On the gaming screen, we can observe the agent training to avoid attacks while simultaneously attempting to attack the enemy. The example code can be found on this repo.
Conclusion
In this post, we demonstrate the capabilities of DQN, particularly in handling environments with image-based inputs, such as Atari games. DQN is a foundational algorithm that merges Q-Learning with deep convolutional neural networks, allowing it to approximate action-value functions directly from high-dimensional state spaces like raw pixel data.

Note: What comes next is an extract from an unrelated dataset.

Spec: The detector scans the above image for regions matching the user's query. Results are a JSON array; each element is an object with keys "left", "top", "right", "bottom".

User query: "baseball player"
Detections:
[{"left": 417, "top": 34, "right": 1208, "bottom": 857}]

While DQN is limited to environments with discrete action spaces, it remains a powerful and effective algorithm when carefully fine-tuned for specific tasks. Compared to traditional Q-Learning, which operates on simple, tabular or low-dimensional numerical states, DQN typically requires significantly more computational resources and training time. This is especially true when processing complex visual inputs.
Looking forward, DQN continues to be a relevant and insightful approach, particularly in research and applications involving discrete control from rich sensory inputs. We will continue exploring the possibilities of DQN by applying it to a variety of interesting and challenging tasks in the near future.